Letter #10
Dear sons:
I've been so troubled the last couple days by something that happened just a few blocks from here. Two nights ago, a 16-year-old committed suicide, jumping in front of a moving train. It saddens me in so many ways. This was a young man - a high school junior - with his whole life ahead of him. It's so hard to imagine what might have been going through his head to cause him to end his life this way.
My heart breaks for his parents, siblings and the rest of his family members, his neighbors, his classmates at the local high school. I know there are a lot of people who knew him feeling pangs of guilt and wondering if they could have done something to change the tragic outcome. He must have felt completely desperate and hopeless to think that his life was no longer worth living. I don't want any of you to ever feel that way. I want you to know how much you're loved, how many people care about you, how heartbroken we'd be if you ever left us. I want you to feel like you can come to me or any of the adults in our family with your troubles, concerns, worries. I know high school can be a scary time. I was there once. Every teen has feelings of uncertainty and of not fitting in at some point. Everyone has to learn to deal with them. Those who don't often end up in tragic situations such as this one.
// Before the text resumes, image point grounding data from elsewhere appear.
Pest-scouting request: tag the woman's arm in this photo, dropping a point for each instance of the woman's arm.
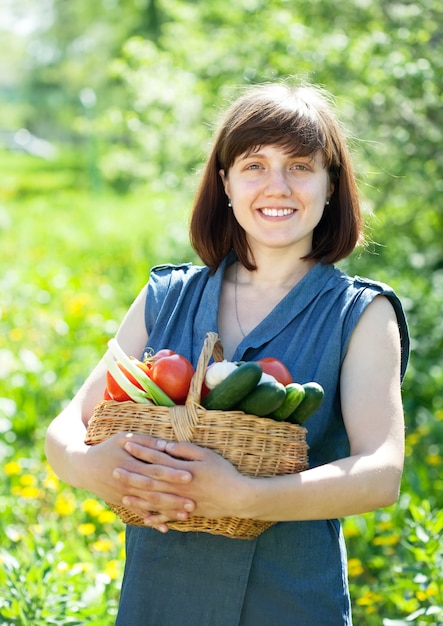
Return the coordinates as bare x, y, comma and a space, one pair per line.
94, 467
368, 479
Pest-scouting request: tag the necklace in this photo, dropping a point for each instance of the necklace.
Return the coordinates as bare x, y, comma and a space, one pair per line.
235, 301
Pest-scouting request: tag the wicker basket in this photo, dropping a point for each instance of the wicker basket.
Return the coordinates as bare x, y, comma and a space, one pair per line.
257, 446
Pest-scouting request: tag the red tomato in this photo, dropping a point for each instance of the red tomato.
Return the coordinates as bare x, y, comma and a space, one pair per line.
276, 368
173, 375
113, 388
107, 395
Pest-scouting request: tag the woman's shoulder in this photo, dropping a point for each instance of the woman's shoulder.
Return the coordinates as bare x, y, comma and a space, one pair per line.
168, 274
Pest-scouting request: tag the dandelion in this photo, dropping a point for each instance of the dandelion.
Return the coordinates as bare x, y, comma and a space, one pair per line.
386, 540
102, 545
51, 481
86, 529
81, 568
12, 468
369, 600
434, 459
27, 480
29, 493
105, 517
92, 507
65, 504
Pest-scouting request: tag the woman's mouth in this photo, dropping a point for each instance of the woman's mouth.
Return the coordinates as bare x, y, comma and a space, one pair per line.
274, 212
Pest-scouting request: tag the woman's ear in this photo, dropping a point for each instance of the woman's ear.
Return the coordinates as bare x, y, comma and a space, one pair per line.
225, 181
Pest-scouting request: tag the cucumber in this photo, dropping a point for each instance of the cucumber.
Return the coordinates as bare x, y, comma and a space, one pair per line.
294, 396
314, 394
264, 399
233, 388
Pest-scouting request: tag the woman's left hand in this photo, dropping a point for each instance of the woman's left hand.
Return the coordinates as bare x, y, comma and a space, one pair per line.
216, 485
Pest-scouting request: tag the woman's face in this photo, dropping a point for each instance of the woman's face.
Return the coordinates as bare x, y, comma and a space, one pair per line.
278, 198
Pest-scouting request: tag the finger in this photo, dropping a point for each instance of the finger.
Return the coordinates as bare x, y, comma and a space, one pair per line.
159, 508
154, 456
185, 450
154, 469
146, 440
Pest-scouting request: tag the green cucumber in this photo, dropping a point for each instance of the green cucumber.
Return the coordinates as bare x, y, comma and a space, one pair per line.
314, 394
238, 384
264, 399
294, 396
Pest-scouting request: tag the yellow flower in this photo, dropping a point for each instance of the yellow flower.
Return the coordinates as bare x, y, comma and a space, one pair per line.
86, 529
12, 468
80, 568
65, 504
102, 545
106, 516
29, 493
51, 481
386, 540
92, 507
369, 598
27, 480
434, 459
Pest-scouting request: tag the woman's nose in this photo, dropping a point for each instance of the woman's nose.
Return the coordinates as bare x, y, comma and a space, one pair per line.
277, 183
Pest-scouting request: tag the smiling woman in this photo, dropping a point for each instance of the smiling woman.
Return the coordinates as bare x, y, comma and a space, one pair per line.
277, 206
278, 198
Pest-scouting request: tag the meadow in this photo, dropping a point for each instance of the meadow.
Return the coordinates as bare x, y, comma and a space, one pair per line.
72, 259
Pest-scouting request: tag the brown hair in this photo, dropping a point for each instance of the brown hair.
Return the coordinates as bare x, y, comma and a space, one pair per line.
301, 120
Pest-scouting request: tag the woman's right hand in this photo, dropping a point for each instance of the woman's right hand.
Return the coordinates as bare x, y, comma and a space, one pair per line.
113, 474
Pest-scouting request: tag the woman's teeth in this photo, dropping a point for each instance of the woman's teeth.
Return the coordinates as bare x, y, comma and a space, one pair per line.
277, 212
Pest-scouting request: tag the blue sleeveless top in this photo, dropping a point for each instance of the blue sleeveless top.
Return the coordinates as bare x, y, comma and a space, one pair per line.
295, 573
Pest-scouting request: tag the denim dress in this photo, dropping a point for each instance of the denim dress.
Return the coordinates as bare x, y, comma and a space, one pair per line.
295, 573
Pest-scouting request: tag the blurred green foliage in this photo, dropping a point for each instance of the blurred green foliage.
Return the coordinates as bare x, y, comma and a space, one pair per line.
129, 92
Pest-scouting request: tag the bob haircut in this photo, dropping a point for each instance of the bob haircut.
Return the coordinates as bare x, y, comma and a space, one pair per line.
301, 121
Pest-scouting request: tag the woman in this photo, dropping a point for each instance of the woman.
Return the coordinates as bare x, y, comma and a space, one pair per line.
277, 206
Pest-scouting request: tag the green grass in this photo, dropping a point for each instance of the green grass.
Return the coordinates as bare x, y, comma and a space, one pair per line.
71, 262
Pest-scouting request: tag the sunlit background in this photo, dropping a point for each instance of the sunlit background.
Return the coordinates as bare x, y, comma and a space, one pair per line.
107, 110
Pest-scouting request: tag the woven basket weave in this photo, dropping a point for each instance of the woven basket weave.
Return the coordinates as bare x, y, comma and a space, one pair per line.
256, 446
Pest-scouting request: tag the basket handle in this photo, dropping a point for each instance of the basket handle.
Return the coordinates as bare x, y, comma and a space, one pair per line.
211, 346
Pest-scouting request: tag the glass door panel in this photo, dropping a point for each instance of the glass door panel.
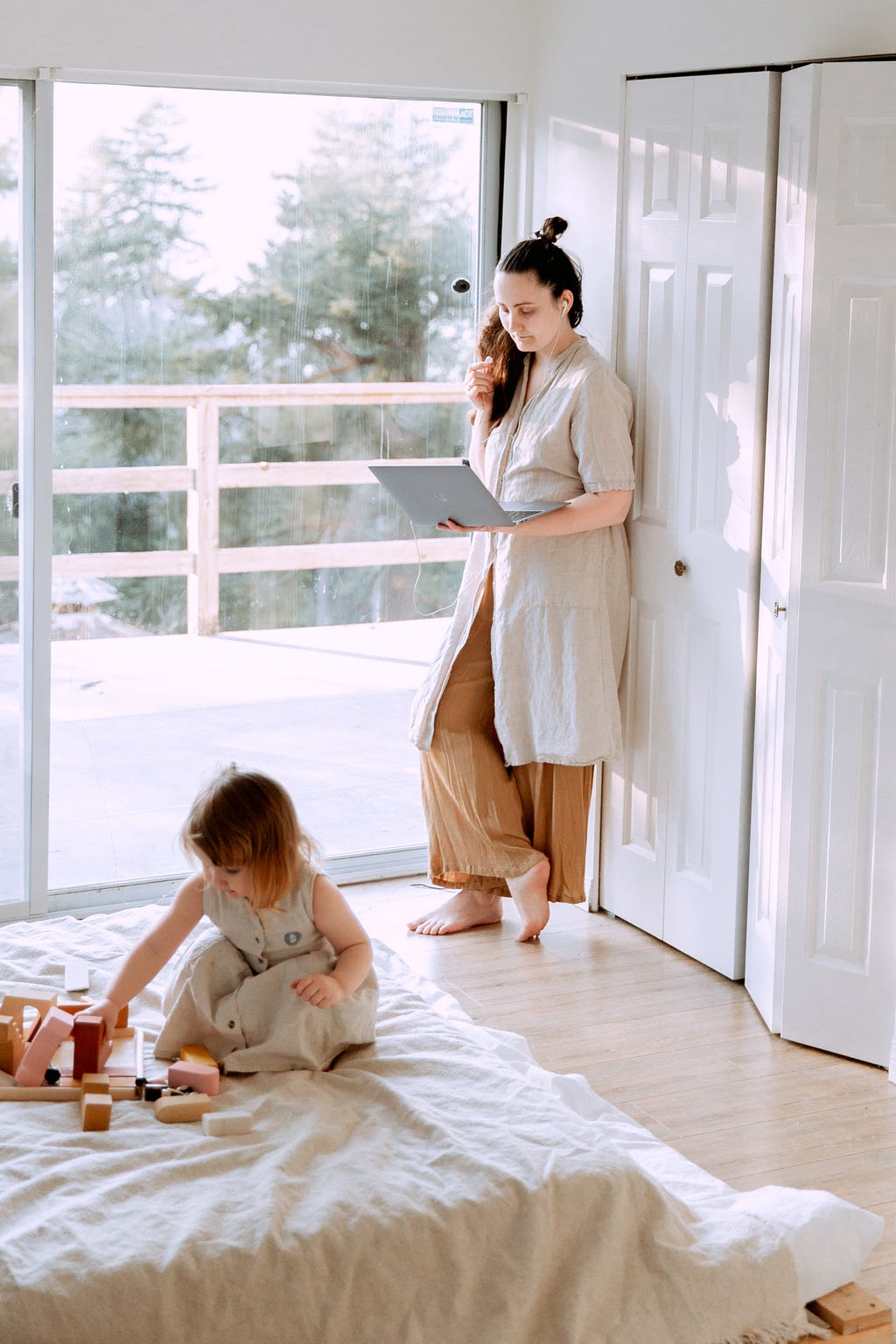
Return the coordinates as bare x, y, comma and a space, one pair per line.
256, 295
11, 718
I also feel for all those who were there after the fact - the police officers and firefighters who responded to the call (your father was one of them) as well as the train engineer whose life will never be the same after seeing a person in front of a train he could not stop. The images of this tragedy will stick with them and that saddens me as well.
Again, I just want to let you know that there's never anything in life that is hopeless. You just need to find someone that can help. Sometimes that means you need to reach out. Don't ever feel like you're life isn't worth living because it very much is, especially to me.